Has anyone ever place an order with these guys before? 

I can get a 3-1/2" X 7" sheet of brass 1/35 Diamond plate for 3.27 USD w/ FREE air shipping....but....well......you know when it sounds to good to be true??

Check out the link and tell me what you think?

http://www.luckymodel.com/scale.aspx?item_no=PE%20TE015


----------



## roadrner (Jul 21, 1999)

fluke, 

I haven't, but........you know when it sounds to good to be true. Wait for more responses or find another seller. They can't be the only seller. rr


----------



## fluke (Feb 27, 2001)

Sorry for the late response RoadRunner but* WOW!! *The folks at Luckymodel.com are great! My photo etch diamond plate pattern arrived in just 7 days, FREE shipping for small items...check it out. They answered my questions very fast and have been excellent!

http://www.luckymodel.com/

*ONE PROBLEM:* I don't know what Tamiya was thinking when they did the diamond plate pattern for their 1/35 scale WWII German Halftrack...but the section I have from the Tamiya kit is larger than what I got today....its WAY TOO SMALL for what I'm doing. No doubt its probably 1/35 scale? but I wonder what the *1.8 * 0.9* means? The sets total size is nice large *3.5 X 7 inches*. It came nicely packaged.

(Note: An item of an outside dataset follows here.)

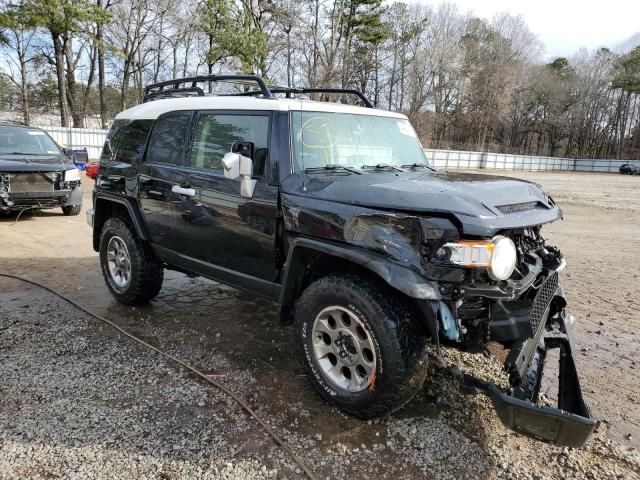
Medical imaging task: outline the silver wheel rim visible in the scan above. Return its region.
[107,236,131,288]
[312,306,377,392]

SO....I will trade this set for a diamond pattern thats 1/24 scale?...NOT PLASTRUCK. OR if you can provide a photo using a dime for comparison?


----------



## fantacmet (Sep 6, 2007)

Yeah the folks at Luckymodel are pretty good. Not the greatest on initiating their communication, when something is out of stock, but they are good at the actually communication itself, and good at everything else. I've been happy with them. I still procure most of my stuff locally for patriotic reasons. Although I do still give some business to luckymodel, and greatmodels, and roll models. Although lucky has gotten about 7 orders from me, roll has gotten one and great has gotten 2 orders. Lucky is my first choice for mail order.


----------